Merrill Lynch (August 2016)
Merrill severance agreements prohibited disclosure of confidential information unless pursuant to formal legal process or written approval by Merrill. In 2014, Merrill clarified the agreement to provide that employees could initiate communications with the SEC but limited the types of information that could be provided. No specific employees were impeded.
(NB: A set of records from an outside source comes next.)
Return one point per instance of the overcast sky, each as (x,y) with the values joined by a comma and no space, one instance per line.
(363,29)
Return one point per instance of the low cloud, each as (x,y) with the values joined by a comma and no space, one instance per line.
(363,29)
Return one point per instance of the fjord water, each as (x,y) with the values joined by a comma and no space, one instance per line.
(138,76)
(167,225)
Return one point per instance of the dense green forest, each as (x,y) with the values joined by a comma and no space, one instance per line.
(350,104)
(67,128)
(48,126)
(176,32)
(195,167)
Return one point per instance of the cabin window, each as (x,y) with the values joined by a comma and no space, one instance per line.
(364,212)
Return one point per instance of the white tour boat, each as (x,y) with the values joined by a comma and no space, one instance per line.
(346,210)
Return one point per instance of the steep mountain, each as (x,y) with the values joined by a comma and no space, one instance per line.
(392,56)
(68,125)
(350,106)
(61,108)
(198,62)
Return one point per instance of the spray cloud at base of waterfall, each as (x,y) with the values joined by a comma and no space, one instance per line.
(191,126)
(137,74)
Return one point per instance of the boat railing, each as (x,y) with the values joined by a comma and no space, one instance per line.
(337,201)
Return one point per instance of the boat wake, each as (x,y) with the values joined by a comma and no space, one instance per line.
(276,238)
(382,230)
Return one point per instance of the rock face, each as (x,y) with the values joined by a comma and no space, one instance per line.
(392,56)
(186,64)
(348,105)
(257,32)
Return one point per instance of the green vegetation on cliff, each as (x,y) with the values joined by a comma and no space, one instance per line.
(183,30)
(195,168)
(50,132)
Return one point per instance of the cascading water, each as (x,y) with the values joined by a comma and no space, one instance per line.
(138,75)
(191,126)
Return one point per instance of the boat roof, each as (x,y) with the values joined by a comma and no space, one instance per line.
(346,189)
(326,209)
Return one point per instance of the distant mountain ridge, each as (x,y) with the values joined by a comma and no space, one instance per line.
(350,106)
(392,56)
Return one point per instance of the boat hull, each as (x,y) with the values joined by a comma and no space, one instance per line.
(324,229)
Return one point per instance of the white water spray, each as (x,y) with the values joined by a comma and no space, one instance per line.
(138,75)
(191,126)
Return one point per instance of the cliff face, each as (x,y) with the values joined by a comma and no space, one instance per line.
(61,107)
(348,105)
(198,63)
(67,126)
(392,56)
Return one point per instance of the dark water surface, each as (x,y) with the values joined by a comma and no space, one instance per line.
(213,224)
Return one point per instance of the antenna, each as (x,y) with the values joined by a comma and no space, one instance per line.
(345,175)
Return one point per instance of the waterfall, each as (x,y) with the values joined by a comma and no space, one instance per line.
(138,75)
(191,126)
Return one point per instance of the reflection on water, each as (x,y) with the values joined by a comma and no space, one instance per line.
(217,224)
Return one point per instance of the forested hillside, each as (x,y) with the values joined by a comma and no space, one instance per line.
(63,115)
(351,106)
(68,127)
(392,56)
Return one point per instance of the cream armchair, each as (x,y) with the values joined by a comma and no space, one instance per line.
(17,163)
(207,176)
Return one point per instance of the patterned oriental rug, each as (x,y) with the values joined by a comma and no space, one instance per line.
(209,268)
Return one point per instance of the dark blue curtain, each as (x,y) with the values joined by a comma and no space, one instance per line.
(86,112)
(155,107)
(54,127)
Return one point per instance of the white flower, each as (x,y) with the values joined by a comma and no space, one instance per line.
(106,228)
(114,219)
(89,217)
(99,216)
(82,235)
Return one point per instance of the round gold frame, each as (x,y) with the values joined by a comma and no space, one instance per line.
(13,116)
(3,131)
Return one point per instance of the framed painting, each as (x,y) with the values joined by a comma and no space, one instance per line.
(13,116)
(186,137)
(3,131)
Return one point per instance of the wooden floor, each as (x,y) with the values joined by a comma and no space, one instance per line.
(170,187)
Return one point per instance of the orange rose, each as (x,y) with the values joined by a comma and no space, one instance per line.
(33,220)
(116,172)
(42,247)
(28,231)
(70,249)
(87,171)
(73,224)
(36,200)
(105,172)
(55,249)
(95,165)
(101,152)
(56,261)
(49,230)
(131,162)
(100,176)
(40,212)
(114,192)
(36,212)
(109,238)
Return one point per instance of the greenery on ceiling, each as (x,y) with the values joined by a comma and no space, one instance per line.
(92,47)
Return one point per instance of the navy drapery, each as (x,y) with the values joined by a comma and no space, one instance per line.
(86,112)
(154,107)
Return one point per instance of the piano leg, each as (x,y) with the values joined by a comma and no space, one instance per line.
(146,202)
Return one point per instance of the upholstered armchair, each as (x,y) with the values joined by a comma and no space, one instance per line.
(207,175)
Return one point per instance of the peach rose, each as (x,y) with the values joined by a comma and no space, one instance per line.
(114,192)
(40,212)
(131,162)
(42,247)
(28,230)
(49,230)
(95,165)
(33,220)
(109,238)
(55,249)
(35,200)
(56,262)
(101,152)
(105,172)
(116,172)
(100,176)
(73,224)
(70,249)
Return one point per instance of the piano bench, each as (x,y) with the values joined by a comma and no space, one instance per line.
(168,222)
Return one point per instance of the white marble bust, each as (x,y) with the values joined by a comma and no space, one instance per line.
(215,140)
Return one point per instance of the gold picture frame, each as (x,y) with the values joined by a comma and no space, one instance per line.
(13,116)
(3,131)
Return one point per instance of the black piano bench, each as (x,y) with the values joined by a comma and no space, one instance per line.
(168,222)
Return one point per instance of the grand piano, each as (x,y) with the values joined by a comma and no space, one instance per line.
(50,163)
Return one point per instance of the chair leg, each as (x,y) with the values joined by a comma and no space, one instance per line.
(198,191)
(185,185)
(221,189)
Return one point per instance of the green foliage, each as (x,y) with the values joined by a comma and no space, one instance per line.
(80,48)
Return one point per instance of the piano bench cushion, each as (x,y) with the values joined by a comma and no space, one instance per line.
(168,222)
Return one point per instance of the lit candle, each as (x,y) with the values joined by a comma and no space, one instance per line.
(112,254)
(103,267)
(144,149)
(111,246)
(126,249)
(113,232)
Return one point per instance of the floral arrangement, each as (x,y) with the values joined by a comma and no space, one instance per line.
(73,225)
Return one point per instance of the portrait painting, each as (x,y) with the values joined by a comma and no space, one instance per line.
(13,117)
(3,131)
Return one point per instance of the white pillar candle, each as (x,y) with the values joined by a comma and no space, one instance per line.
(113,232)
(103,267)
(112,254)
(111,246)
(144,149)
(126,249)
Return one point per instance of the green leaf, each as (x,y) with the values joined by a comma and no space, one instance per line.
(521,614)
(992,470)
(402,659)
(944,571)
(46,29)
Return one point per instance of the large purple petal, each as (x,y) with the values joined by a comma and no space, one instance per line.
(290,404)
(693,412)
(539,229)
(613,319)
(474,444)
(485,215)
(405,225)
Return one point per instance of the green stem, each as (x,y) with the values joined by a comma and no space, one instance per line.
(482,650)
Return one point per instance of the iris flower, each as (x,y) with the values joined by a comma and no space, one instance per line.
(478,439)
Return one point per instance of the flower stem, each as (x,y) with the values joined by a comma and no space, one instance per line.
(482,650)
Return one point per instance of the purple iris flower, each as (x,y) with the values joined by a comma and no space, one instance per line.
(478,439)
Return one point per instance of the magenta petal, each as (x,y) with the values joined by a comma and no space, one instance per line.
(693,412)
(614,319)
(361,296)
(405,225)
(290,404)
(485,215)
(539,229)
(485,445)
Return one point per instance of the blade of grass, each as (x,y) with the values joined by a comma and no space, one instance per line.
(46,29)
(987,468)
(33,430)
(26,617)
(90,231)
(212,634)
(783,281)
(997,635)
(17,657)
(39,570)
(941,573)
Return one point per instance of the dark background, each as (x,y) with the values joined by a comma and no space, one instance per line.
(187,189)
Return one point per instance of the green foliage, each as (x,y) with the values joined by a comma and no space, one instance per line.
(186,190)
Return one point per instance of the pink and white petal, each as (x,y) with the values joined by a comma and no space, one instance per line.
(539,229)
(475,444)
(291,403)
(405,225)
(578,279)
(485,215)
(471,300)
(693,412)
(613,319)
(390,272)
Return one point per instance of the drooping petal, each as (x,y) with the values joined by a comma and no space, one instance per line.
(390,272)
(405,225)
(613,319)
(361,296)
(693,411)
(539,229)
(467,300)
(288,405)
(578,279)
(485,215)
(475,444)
Anheuser-Busch InBev (Sept. 2016)
A 2012 separation agreement for a whistleblower required secrecy and confidentiality of material. As a result, the Whistleblower stopped communicating with SEC. In 2015, the company amended its separation agreements to allow whistleblowing.

Neustar (Dec. 2016)
From 2011 until 2015, the company had a broad non-disparagement clause in its severance agreements. This clause impeded communications between a specific former employee and the SEC. The company and the government settled the case for $180,000.

SandRidge Energy (Dec. 2016)
SandRidge separation agreements prohibited participation in government investigations or disclosing harmful/embarrassing information.  The overall case, which included civil enforcement based on anti-retaliation protections, settled for $1.4 million.

BlackRock (Jan. 2017)
From 2011 until 2016, BlackRock separation agreements required waiver of the right to recover financial incentives for reporting misconduct. The company settled with the SEC for $340,000

HomeStreet (Jan. 2017)
The company suspected a whistleblower and attempted to identify him or her. To one individual, it threatened to deny reimbursement for legal counsel. Their severance agreements also required waiver of rewards from whistleblowing.